Tuesday, July 19, 2022

Prefabrication experiments - 339 - 10-storey building assembled in one day


Speed - prefabrication, industrialized building is promoted as a quicker alternative to conventional construction. Large building chunks and sub-assemblies can be made and then assembled in a factory while site preparation and foundations proceed on site. This parallel task completion challenges the linear process that usually characterizes building construction. Apart from task overlapping, most industrialized building systems are also designed to facilitate on site setting and systemic itemizing as a way of rationalizing coordination. The integration of details to simplify assembly is illustrated by a new modular building platform presented by Chinese promoter, Broad Group. The proposal uses three interrelated concepts: a proprietary stainless steel stressed skin panel for floors or walls (the b-core), standardized grid for regulating x,y and z dimensions, and folding appendages for floors and bay windows. The box-stacking concept goes up in record time; A 10-storey building was assembled in a single day. 

 

The b-core is a composite stressed skin panel with stainless steel plates as skins structuring aligned steel tubes. The robust panel can span both vertically and horizontally and is used to manufacture the boxes. As the shipping container like volumes are delivered they are installed over steel beams that span adjacent vertical modules. Floor plates are then unfolded from the basic prism over the supporting beams. The 2,4x12x2,7 m boxes create a checkerboard pattern of masses and voids. The service (module) versus served space (unfolded slab) arrangement is repeated vertically as the volumes and unfolded slabs are aligned and stacked by anchor points at their corners. Analogous to shipping container connections, the anchor points are used to lift, set and attach each unit in place. Once in place, other hinged factory made accessories like balconies and bay windows are also unfolded into place. Architectural variability is limited to a number of planning configurations, which ultimately maintain all normalized details and speed of erection; standardization is key.  All interior elements and systems are 100% completed in a factory maximizing prefab theory; speed is not only linked to overlapping of tasks but manufacturing as much as possible leaving only foundations and assembly work onsite.

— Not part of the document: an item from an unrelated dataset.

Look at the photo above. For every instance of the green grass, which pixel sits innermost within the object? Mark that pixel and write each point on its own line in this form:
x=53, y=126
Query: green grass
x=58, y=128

Stackable container-like units - from Broad Group


Monday, July 11, 2022

Prefabrication experiments - 338 - Zero waste kitchen

In the quest to industrialize building construction, dwelling functions have been analyzed, examined and explored as potential integrated subassemblies to be mass-produced and assembled into entire edifices. Bathroom pods, service cores and kitchens in particular have been theorized since the beginning of the twentieth century as building systems and elements conducive for applying manufacturing methods developed in parallel industries. The kitchen benefitted from this industrial product perspective and has become a modularized and highly industrialized manufactured component of any home;  Today, Cabinets are never really built-on site but arrive in simple to install kits and have even been furthered by industry specific software streamlining the design to market process. 

 

The rich heritage of the modular kitchen owes its industrial legacy to architect Margarette Shütte-Lihotsky. Her work on the Frankfurt Kitchen designed as part of Ernst May's New Frankfurt social housing planning and construction project was envisaged as an efficient machine for cooking and spawned the laboratory kitchen associated with modernity in architecture. Nearly 100 years later, the kitchen still fascinates as an integrated device to promote healthy living.  Another Austrian Architect, Ivana Steiner, has designed a kitchen with sustainability in mind. The simple linear kitchen organization facilitates its integration in any space but is planned as an island type dissociated from wall elements, it is proposed as a central element. Contrary to the Frankfurt kitchen this spatial interpretation invites the idea that the kitchen is no longer simply a machine, but a space for socialization as well as production. 

 

The prism 4m long x 0,6m wide x 0,9m high combines recycled stainless steel and glass for all of its components. Each part of the kitchen makes an ecological statement questioning elements like overpackaging, proposing bulk purchases, and facilitating composting. For the longest time our kitchens have been passive elements for creating waste; the zero-waste kitchen houses an herb growing garden showcasing how housing components can be an active part of the home’s ecosystem. The linear modular unit uses recycled steel and glass to argue for low-emission building and durability of materials. Designed to teach and educate like the Frankfurt kitchen, the zero-waste kitchen updates the machine for cooking to a device for eco-friendly living.